The three smaller things I’d been wanting have either arrived or are on their way: a new clip-on watch, brown Birkenstock sandals, and an iTouch (so I can use the instagram app).

And if I really let myself go crazy, with no concern for money or practicality or actual need, I could wish for: real wood book shelves, real wood bedroom dressers, a sectional big enough for two adult humans and two bigger dogs to comfortably lounge on, a black Ibex Shak fullzip jacket to replace the one I lost, a whole long list of books and cds, a white fine tipped Sharpie pen, a smart phone, a light but super fast laptop with lots of storage space, two new cars, a “real” stand up desk, a treadmill and elliptical, a house with an even bigger yard (and bigger kitchen that opened onto a family room, a basement, a two car garage, and an on-suite master bathroom), a custom designed wedding ring, and an entire wardrobe of clothes that fit well and looked good and were comfortable and well made and of good quality.

But the reality is, I don’t really need or want any of those things. My furniture is fine, new gadgets would be fun for a time but wouldn’t really change my quality of life, I love our little house and enjoy not having a car payment, and the simple band I wear on my ring finger is fine with me because my marriage is custom designed.

There are, however, a few things we probably need, belongings I could wish for: a new dishwasher, a load of top soil and some slate for our landscaping project in the front yard, a new toilet in our back bathroom, (ugh…I am so tired of having to hold the handle down until the bowl is completely empty for the thing to flush with any margin of functionality), and a good running bra.

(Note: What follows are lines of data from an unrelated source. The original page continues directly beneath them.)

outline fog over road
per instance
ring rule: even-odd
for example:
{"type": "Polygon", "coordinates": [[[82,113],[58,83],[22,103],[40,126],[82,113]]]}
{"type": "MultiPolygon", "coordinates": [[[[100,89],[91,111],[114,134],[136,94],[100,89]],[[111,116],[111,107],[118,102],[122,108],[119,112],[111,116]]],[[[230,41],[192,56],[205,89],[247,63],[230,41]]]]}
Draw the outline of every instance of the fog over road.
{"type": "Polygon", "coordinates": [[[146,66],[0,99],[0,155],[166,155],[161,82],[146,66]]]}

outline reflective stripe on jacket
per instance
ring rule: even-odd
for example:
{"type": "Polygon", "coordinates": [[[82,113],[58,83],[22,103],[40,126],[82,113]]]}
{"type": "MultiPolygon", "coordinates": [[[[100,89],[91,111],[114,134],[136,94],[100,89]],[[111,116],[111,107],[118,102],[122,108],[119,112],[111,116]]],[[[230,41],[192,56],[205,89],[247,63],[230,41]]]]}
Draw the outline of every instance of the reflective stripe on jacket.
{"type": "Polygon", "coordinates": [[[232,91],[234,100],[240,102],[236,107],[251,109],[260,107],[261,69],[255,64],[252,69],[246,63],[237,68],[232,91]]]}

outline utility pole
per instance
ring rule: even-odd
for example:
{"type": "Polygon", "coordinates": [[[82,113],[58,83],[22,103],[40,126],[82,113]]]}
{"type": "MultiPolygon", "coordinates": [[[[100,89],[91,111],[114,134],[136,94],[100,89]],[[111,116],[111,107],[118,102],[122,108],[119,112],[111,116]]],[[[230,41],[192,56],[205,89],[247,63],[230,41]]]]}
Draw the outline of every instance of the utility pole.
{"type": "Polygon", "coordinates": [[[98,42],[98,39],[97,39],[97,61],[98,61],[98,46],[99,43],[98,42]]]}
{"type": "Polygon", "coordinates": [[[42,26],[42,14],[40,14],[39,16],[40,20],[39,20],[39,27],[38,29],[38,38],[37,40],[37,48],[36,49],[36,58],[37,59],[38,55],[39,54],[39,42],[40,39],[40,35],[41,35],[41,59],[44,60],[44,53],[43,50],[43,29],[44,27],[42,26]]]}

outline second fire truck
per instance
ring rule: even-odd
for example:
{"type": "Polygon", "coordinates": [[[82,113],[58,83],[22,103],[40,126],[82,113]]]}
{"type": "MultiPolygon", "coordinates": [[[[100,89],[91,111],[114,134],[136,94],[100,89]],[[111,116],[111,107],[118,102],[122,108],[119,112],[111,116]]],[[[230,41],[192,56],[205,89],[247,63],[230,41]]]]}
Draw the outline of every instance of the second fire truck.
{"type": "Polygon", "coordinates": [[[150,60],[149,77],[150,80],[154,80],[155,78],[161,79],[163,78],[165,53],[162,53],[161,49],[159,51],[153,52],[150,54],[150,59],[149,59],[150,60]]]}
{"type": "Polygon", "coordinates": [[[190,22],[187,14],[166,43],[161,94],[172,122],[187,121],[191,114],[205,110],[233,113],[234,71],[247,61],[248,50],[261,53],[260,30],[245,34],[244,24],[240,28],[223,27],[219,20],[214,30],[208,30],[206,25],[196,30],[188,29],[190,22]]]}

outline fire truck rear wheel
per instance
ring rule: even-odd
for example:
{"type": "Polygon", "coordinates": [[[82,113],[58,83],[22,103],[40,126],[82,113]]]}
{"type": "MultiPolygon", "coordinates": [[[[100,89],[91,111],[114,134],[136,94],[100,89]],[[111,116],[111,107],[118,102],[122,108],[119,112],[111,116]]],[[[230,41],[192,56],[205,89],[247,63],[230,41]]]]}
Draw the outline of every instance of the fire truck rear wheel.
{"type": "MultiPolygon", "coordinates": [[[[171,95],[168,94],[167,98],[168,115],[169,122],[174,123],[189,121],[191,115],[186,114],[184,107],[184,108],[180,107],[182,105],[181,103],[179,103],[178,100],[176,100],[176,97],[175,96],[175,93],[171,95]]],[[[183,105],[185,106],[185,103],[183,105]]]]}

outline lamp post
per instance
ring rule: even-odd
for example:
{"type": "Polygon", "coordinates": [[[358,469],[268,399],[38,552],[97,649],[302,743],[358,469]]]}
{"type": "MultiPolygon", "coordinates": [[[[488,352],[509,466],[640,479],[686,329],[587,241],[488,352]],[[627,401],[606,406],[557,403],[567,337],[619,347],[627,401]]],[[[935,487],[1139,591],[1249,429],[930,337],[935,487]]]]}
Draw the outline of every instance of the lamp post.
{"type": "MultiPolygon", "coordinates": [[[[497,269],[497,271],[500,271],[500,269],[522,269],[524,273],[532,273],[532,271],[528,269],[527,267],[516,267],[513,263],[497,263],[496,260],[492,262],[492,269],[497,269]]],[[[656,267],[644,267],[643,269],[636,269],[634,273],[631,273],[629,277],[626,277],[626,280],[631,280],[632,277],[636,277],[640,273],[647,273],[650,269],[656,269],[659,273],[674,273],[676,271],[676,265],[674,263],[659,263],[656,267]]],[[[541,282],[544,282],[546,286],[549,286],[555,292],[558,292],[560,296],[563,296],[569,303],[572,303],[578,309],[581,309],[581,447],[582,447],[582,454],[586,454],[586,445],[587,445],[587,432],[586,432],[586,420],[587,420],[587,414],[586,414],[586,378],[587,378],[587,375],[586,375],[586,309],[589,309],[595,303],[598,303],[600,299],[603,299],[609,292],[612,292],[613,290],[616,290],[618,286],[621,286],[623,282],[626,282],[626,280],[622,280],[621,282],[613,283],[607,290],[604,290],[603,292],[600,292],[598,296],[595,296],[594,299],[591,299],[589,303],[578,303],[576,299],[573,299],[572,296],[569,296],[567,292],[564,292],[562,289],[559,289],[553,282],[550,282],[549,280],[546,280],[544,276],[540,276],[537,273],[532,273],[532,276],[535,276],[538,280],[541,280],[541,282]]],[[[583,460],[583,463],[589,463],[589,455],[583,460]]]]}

My problem is that I don’t like shopping. I like looking at thrift, book, or office supply stores, or in a garden center, but most other shopping is too disappointing, too depressing. It robs me of precious time and money, and usually even if I can find something, it’s barely a match, a poor substitute for what I really wanted, and in the end, is only temporarily satisfying.

I actually wish for fewer belongings. I wish to unstuff, unload, simplify, declutter, live more with less.

What I’ve been thinking about these days are what belongings I’d save from a fire. I can’t help it, can’t escape the fire that’s burning out of control here, only 15 miles from my house. As of this morning, it was only 10% contained, has burned 46,600 acres, 118 structures (18 have been confirmed to be homes), and continues to grow, and while they hope to fully contain it in the near future, they believe they’ll be fighting it until fall. So you see, my mind right now is more on making a frantic mental list of the potential for loss.

I have many things I love and treasure: shelves and shelves of books, my purple sweater with the ruffles, my black Chaco flip-flops and Sanita clogs, multiple cds and movies, my favorite pens and art supplies, various down throw blankets, special coffee mugs, my favorite spoons, my computer, the teak Buddha that sits on my shrine, my Tibetan Mountain seat meditation cushion, my shell and rock collections, my stuffed monkeys, etc.–but these could all be replaced, repurchased, refound.

There are things however that are precious to me, that could never be replaced. They would be forever lost to me if they burned. My journals, old pictures that haven’t been scanned, love letters from Eric, my grandpa’s fedora, an afghan my grandmother knit, so many quilts my aunt made, the khata scarf that hangs over my shrine, Obi’s ashes and collar, the antique Asian panels by our bed, my baby blanket, letters and cards and pictures from loved ones, drawings and art projects my nieces made when they were younger, a vase and bowl that belonged to my great-grandma, and ice cream bowls we used at my grandma’s house when we were kids.

And yet, in the end, no thing truly belongs to us and everything will eventually be lost. I can’t quite explain it, but to me this is a kind of good news. It’s one brutally true thing about life, something we can count on–eventually, all will be lost. Throughout this changing and shifting, coming together and falling apart, there is belonging, there is love, and there is basic goodness, so my truest wish is that we can all experience that love and belonging and basic goodness, that we know it and trust it, and are able to let go of the rest when that time comes.